Provide exactly one of n_epochs and n_batches.

on_epoch_end: Optional callback with no parameters to run at the end of each

epoch.

on_batch_end: Optional callback with no parameters to run at the end of each

batch.

log_interval: Log stats after every log_interval batches. log_rollouts_venv: If not None, then this VecEnv (whose observation and

actions spaces must match self.observation_space and self.action_space) is used to generate rollout stats, including average return and average episode length. If None, then no rollouts are generated.

log_rollouts_n_episodes: Number of rollouts to generate when calculating

rollout stats. Non-positive number disables rollouts.

progress_bar: If True, then show a progress bar during training. reset_tensorboard: If True, then start plotting to Tensorboard from x=0

even if .train() logged to Tensorboard previously. Has no practical effect if .train() is being called for the first time.

class bc.BCLogger(logger: logger.HierarchicalLogger)

Bases: object

Utility class to help logging information relevant to Behavior Cloning.

log_batch(batch_num: int, batch_size: int, num_samples_so_far: int, training_metrics: bc.BCTrainingMetrics, rollout_stats: Mapping[str, float])
log_epoch(epoch_number)
reset_tensorboard_steps()
class bc.BCTrainingMetrics(neglogp: torch.Tensor, entropy: torch.Tensor, ent_loss: torch.Tensor, prob_true_act: torch.Tensor, l2_norm: torch.Tensor, l2_loss: torch.Tensor, loss: torch.Tensor)

Bases: object

Container for the different components of behavior cloning loss.

ent_loss: torch.Tensor
entropy: torch.Tensor
l2_loss: torch.Tensor
l2_norm: torch.Tensor
loss: torch.Tensor
neglogp: torch.Tensor
prob_true_act: torch.Tensor
class bc.BatchIteratorWithEpochEndCallback(batch_loader: Iterable[Mapping[str, Union[numpy.ndarray, torch.Tensor]]], n_epochs: Optional[int], n_batches: Optional[int], on_epoch_end: Optional[Callable[int, None]])

Bases: object

Loops through batches from a batch loader and calls a callback after every epoch.

Will throw an exception when an epoch contains no batches.

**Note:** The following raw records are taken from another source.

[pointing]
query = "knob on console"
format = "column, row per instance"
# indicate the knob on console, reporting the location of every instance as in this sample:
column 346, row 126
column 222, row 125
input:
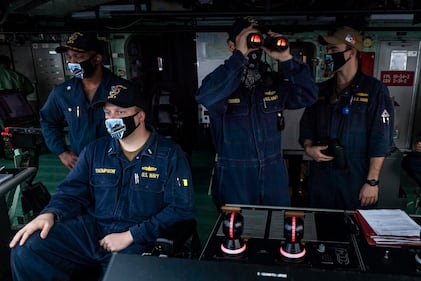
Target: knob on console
column 293, row 250
column 232, row 226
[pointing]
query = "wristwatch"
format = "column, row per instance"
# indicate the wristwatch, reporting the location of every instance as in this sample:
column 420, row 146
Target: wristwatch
column 372, row 182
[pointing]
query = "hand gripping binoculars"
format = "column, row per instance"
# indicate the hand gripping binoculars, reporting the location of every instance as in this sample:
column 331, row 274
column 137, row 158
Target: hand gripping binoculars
column 256, row 40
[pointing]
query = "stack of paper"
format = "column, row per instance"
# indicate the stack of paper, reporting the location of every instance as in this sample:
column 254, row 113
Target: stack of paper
column 388, row 227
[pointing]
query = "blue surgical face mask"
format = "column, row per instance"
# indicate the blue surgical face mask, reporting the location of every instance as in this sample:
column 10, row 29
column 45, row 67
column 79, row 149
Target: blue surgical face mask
column 82, row 70
column 120, row 128
column 335, row 61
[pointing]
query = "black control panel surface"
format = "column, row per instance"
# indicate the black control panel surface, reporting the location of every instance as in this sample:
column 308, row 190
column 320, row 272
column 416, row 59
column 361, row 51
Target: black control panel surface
column 331, row 241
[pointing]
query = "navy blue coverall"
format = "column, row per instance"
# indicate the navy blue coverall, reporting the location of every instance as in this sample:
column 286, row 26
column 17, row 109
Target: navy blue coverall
column 365, row 132
column 106, row 193
column 245, row 129
column 67, row 104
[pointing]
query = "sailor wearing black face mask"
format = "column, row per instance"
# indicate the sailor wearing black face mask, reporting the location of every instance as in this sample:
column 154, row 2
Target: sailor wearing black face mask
column 244, row 119
column 71, row 102
column 355, row 111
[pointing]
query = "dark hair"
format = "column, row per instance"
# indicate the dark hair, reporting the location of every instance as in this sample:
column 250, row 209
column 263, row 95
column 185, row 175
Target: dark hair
column 5, row 60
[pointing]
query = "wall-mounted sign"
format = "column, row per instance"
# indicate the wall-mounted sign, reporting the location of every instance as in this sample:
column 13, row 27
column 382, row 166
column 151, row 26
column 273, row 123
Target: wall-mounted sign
column 397, row 78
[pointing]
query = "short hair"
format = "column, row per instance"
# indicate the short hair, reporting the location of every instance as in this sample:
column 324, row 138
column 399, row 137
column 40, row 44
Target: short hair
column 5, row 60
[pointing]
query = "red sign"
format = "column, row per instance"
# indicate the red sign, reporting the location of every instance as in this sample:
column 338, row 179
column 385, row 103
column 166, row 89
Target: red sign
column 397, row 78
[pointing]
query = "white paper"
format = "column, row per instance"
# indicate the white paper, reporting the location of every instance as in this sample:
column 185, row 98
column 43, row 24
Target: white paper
column 393, row 222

batch_loader: Iterable[Mapping[str, Union[numpy.ndarray, torch.Tensor]]]
n_batches: Optional[int]
n_epochs: Optional[int]
on_epoch_end: Optional[Callable[int, None]]
class bc.BehaviorCloningLossCalculator(ent_weight: float, l2_weight: float)

Bases: object

Functor to compute the loss used in Behavior Cloning.

ent_weight: float
l2_weight: float
class bc.BehaviorCloningTrainer(loss: bc.BehaviorCloningLossCalculator, optimizer: torch.optim.optimizer.Optimizer, policy: stable_baselines3.common.policies.ActorCriticPolicy)

Bases: object

Functor to fit a policy to expert demonstration data.

loss: bc.BehaviorCloningLossCalculator
optimizer: torch.optim.optimizer.Optimizer
policy: stable_baselines3.common.policies.ActorCriticPolicy
class bc.RolloutStatsComputer(venv: stable_baselines3.common.vec_env.base_vec_env.VecEnv, n_episodes: int)

Bases: object

Computes statistics about rollouts.

Args:

venv: The vectorized environment in which to compute the rollouts. n_episodes: The number of episodes to base the statistics on.

n_episodes: int
venv: stable_baselines3.common.vec_env.base_vec_env.VecEnv
bc.enumerate_batches(batch_it: Iterable[Mapping[str, Union[numpy.ndarray, torch.Tensor]]]) Iterable[Tuple[Tuple[int, int, int], Mapping[str, Union[numpy.ndarray, torch.Tensor]]]]

Prepends batch stats before the batches of a batch iterator.

bc.reconstruct_policy(policy_path: str, device: Union[torch.device, str] = 'auto') stable_baselines3.common.policies.ActorCriticPolicy

Reconstruct a saved policy.

Args:

policy_path: path where .save_policy() has been run. device: device on which to load the policy.

Returns:

policy: policy with reloaded weights.